Es gibt Menschen, die meiden Orte wie das Oktoberfest oder Bambergs Altstadt am Samstag: dieses Gewimmel! Eigentlich sind es sogar ziemlich viele - wenn man sie sich an einem Ort vorstellt. Andererseits: ganz ohne Trubel, das haben die Corona-Lockdowns gezeigt, ist es auch fad. Ali Mitgutsch findet in seinen Bilderbüchern den goldenen Mittelweg: überall wimmelt's, aber frei von Gebrüll, Gedrängel und Aerosolen. Zuklappen kann man sie außerdem.

Geboren wurde dieser Ali (anfangs: Alfons Mitgutsch) im München des Jahres 1935. Der erste Impuls zu seinen Wimmelbüchern kam ihm schon früh, als er nämlich vom Riesenrad der Auer Dult nach unten sah und staunte, was da alles los war. So viele Geschichten, und alle auf einmal! Das brachte nicht einmal seine Mutter zustande, die eine wunderbare Geschichtenerzählerin gewesen sein soll.
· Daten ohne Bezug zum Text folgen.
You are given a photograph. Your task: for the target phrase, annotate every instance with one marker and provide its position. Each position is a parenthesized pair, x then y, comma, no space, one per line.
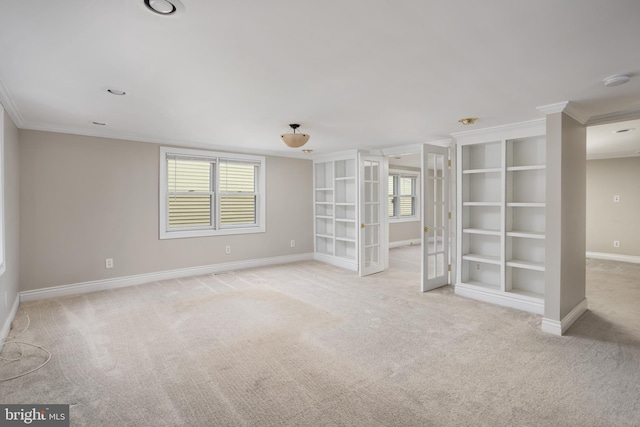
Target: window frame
(400,173)
(216,229)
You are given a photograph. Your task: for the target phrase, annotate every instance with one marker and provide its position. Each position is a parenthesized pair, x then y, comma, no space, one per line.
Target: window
(403,196)
(204,193)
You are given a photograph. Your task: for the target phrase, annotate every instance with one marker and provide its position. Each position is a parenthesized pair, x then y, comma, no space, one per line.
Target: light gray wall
(9,282)
(606,220)
(84,199)
(565,216)
(402,231)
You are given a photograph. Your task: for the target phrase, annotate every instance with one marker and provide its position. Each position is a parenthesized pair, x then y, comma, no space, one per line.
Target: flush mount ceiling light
(616,80)
(294,140)
(116,92)
(163,7)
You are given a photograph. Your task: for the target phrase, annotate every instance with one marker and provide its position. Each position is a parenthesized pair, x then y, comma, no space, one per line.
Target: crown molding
(619,116)
(161,141)
(10,106)
(514,130)
(567,107)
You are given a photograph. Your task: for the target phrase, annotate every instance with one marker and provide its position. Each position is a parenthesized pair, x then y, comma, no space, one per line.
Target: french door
(435,217)
(373,240)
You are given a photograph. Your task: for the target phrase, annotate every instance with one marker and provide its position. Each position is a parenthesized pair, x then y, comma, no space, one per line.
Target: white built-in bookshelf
(501,215)
(335,200)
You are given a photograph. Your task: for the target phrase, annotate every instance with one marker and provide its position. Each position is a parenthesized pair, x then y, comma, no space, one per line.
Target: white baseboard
(139,279)
(405,243)
(346,264)
(614,257)
(560,327)
(532,305)
(6,328)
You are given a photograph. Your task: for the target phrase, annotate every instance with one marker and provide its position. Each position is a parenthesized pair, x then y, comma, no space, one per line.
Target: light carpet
(309,344)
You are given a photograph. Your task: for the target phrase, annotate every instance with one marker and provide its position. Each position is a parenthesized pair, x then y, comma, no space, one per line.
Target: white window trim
(259,227)
(3,265)
(416,175)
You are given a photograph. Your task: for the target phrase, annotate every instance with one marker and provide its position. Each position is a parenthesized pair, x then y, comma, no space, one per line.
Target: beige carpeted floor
(313,345)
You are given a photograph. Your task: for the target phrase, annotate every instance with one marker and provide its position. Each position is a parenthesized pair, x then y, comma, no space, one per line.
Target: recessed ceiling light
(116,92)
(616,80)
(163,7)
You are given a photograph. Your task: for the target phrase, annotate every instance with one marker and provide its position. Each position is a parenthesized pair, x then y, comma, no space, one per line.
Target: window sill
(184,234)
(408,219)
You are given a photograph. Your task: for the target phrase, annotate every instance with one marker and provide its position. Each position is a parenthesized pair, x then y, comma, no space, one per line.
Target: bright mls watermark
(34,415)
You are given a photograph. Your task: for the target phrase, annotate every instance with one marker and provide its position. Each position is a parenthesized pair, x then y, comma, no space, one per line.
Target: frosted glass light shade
(294,140)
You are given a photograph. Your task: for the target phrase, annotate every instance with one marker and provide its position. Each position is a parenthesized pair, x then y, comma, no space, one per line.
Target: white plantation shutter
(205,193)
(190,195)
(402,196)
(238,192)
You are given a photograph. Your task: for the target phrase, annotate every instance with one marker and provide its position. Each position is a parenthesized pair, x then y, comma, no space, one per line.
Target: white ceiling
(355,74)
Ihr Sohn, der Legastheniker war, begann daher mit dem Zeichenstift zu erzählen.

1968 erschien im Ravensburger Verlag "Rundherum in meiner Stadt", sein allererstes Wimmelbuch, der Prototyp einer oft kopierten Gattung. Über 70 weitere Mitgutsch-Bücher, Poster, Puzzles und "Traumkästen" - kleine, gerahmte Bühnen - folgten und fanden bis heute mehr als fünf Millionen Freunde. Wer mehr über Mitgutsch erfahren (und sein persönliches Lieblingswimmelbildchen finden) will, muss nur in eines dieser Wunderwerke hineinschauen, denn, so der Künstler: "Jedes einzelne Wimmelbild ist ein Teil von mir."
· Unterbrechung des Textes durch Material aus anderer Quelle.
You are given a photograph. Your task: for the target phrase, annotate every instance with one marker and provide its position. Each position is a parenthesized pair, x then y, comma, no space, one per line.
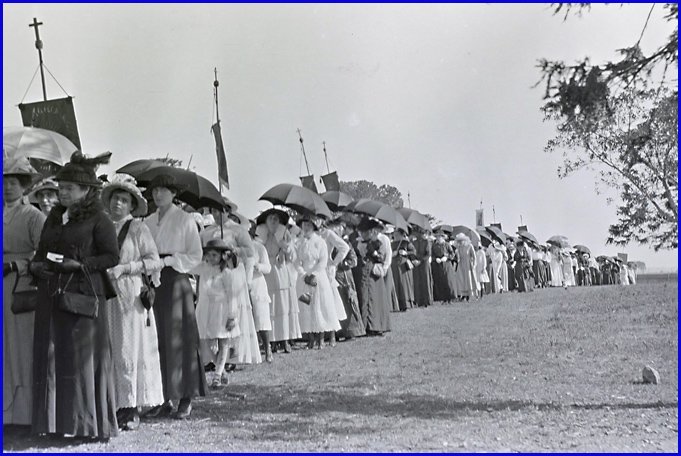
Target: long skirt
(404,286)
(444,281)
(17,359)
(352,326)
(73,387)
(423,285)
(134,343)
(178,337)
(373,299)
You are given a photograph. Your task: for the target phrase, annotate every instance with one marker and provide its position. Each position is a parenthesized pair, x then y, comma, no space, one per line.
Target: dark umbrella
(415,218)
(582,248)
(380,211)
(297,198)
(198,191)
(559,241)
(283,216)
(485,237)
(528,236)
(496,233)
(336,200)
(473,235)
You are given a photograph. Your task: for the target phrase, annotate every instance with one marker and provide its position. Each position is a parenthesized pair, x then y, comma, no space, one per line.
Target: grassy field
(553,370)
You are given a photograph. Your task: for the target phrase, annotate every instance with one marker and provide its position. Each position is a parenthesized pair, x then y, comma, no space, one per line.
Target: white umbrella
(39,143)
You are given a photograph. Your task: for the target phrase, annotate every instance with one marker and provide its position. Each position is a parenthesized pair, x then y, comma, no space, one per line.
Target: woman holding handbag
(132,325)
(73,388)
(22,224)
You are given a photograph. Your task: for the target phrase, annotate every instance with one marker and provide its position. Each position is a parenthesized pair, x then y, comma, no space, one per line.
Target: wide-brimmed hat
(166,181)
(281,215)
(128,184)
(81,169)
(216,244)
(369,223)
(462,238)
(45,184)
(309,218)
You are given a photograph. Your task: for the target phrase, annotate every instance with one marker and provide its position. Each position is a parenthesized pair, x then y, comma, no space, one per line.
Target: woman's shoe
(184,409)
(160,411)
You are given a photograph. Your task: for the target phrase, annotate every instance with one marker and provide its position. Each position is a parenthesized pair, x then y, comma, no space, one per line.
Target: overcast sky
(436,100)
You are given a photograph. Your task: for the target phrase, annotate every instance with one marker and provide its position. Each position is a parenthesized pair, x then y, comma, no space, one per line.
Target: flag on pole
(222,160)
(331,181)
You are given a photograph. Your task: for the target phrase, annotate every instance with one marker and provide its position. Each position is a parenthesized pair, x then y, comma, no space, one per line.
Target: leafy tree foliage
(621,120)
(366,189)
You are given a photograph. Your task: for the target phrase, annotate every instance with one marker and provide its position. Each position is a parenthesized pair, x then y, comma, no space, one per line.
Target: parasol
(297,198)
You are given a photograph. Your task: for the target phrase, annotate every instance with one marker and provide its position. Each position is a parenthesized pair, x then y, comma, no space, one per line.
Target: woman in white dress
(179,246)
(318,309)
(132,328)
(258,265)
(271,227)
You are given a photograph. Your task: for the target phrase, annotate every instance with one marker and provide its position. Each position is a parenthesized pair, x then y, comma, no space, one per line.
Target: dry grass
(552,370)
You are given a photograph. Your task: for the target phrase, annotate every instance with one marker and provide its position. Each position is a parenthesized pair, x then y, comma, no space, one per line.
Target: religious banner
(54,115)
(308,182)
(222,160)
(331,182)
(479,218)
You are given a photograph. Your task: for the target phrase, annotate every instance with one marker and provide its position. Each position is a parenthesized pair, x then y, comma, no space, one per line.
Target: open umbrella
(559,241)
(582,248)
(485,237)
(415,218)
(138,167)
(496,233)
(199,191)
(446,228)
(528,236)
(473,235)
(336,200)
(38,143)
(380,211)
(297,198)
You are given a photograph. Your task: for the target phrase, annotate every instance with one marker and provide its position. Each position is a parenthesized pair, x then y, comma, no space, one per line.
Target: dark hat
(166,181)
(262,218)
(368,223)
(81,169)
(216,244)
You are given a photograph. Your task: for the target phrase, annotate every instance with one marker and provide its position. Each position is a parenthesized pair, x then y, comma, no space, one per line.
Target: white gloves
(170,261)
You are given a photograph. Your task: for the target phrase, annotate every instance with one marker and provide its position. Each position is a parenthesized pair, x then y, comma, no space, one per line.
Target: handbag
(24,297)
(77,303)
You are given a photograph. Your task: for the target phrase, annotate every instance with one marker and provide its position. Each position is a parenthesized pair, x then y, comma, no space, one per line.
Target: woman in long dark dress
(444,279)
(523,266)
(73,393)
(369,279)
(404,253)
(423,276)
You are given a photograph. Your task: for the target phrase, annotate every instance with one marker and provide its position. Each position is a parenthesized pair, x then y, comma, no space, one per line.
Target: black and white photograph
(340,228)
Herbert Achternbusch: Die bayerische Gegenseele

Geboren als uneheliches Kind, aufgewachsen bei der Oma im Bayerischen Wald. Die Jugend? "Kaum auf der Welt suchten mich Schulen, Krankenhäuser und alles Mögliche heim. Ich leistete meine Zeit ab und bestand auf meiner Freizeit." Einen guten Teil davon verbringt Achternbusch im Wirtshaus und/oder denkend, malend, schreibend, Zigaretten verkaufend, wobei ihm oft zum Heulen ist, indes: "Ich kann nicht weinen. Ich kann nur saublöd lachen."

Bekannt machen den Universaldilettanten Achternbusch seine Filme, die quasi ohne Budget meist mit Laiendarstellern und - nicht unähnlich dem jungen Fassbinder - als Experimente mit großem anarchischem Gestus und wild daherimprovisiert entstehen. Man kann sie bahnbrechend, anstrengend, saukomisch, wirr oder gotteslästerlich finden - Letzteres die Sicht von Ex-CSU-Innenminister Fritz Zimmermann, der Achternbuschs Jesusgroteske "Das Gespenst" die Filmförderung verweigerte.

Rund 30 Filme hat er gedreht, trotzdem, weil: "Kunst kommt nicht von Können, sondern von Kontern." Titel wie: "Bierkampf", "Der Depp", "Die Atlantikschwimmer", "Das Andechser Gefühl", "Wohin?" - Was bleibt? Jedenfalls Achternbuschs längst im bayerischen Sprachschatz aufgehobene Weisheit(en). Er hatte keine Chance, aber er nutzte sie.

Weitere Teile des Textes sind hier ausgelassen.